L’ABCD de l’obscurantisme
Une tribune de Jean-Marie Salamito, Professeur à la Sorbonne et membre de l’Academia Europaea, à l’annonce de Benoît Hamon sur les expérimentations de l’ABCD Egalité.
Avec l’ABCD de l’égalité, à l’essai dans une dizaine d’académies, quelques pédagogues officiels s’imaginent abolir les inégalités entre filles et garçons.
Beau projet, généreuse intention. Mais comment y croire ? Ce manuel regorge de naïvetés et de confusions. Il prétend viser l’égalité des femmes et des hommes, mais il met en œuvre leur indifférenciation.

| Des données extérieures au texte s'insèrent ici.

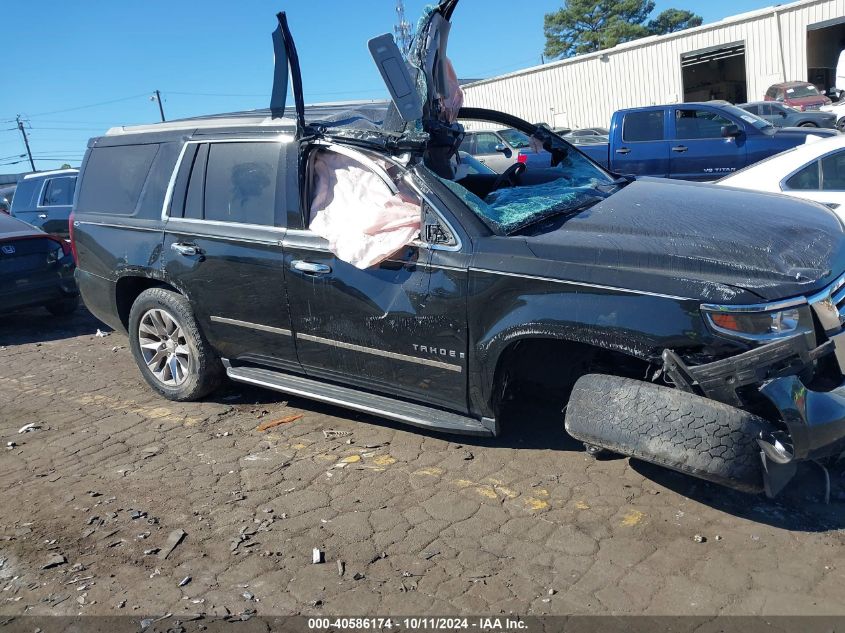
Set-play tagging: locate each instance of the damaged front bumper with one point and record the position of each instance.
(812, 422)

Aux psychologues de signaler les risques que cette « expérimentation » fait courir à la construction d’identité sexuelle des jeunes enfants. Aux juristes d’expliquer comment l’État, en s’immisçant à ce point dans l’intimité des tout-petits, bafoue les droits des familles. Je souhaite seulement dire ici que cet ABCD procède d’une méprise sur l’idée même d’éducation.
Par son obsession de chasser les « stéréotypes de genre » (lesquels ne sont jamais définis), ce projet est plus négatif que positif. Il relève de la répression plutôt que de la formation. Or, la mission des enseignants ne consiste pas à considérer les enfants comme remplis de stéréotypes qu’on aurait le devoir de leur arracher, comme pervertis par des clichés dont il faudrait leur inculquer la honte, comme viciés par des familles dont on devrait les éloigner le plus possible. Va-t-on chercher des idées reçues dans le cerveau des gamins comme on fouillerait dans leurs cheveux pour en retirer des poux ? Non, éduquer, ce n’est ni rééduquer ni éradiquer. Ce n’est ni dresser ni redresser. Le redressement, il y a eu des maisons pour ça.
Éduquer, c’est faire confiance aux êtres humains, parler à leur intelligence et à leur liberté, reconnaître la force d’attraction du vrai, du bien et du beau, respecter l’élan vers le haut qui existe en chaque personne. Pari optimiste et courageux, fondé sur un humanisme très différent de cet hédonisme forcené auquel la gauche de pouvoir a récemment sacrifié ses idéaux.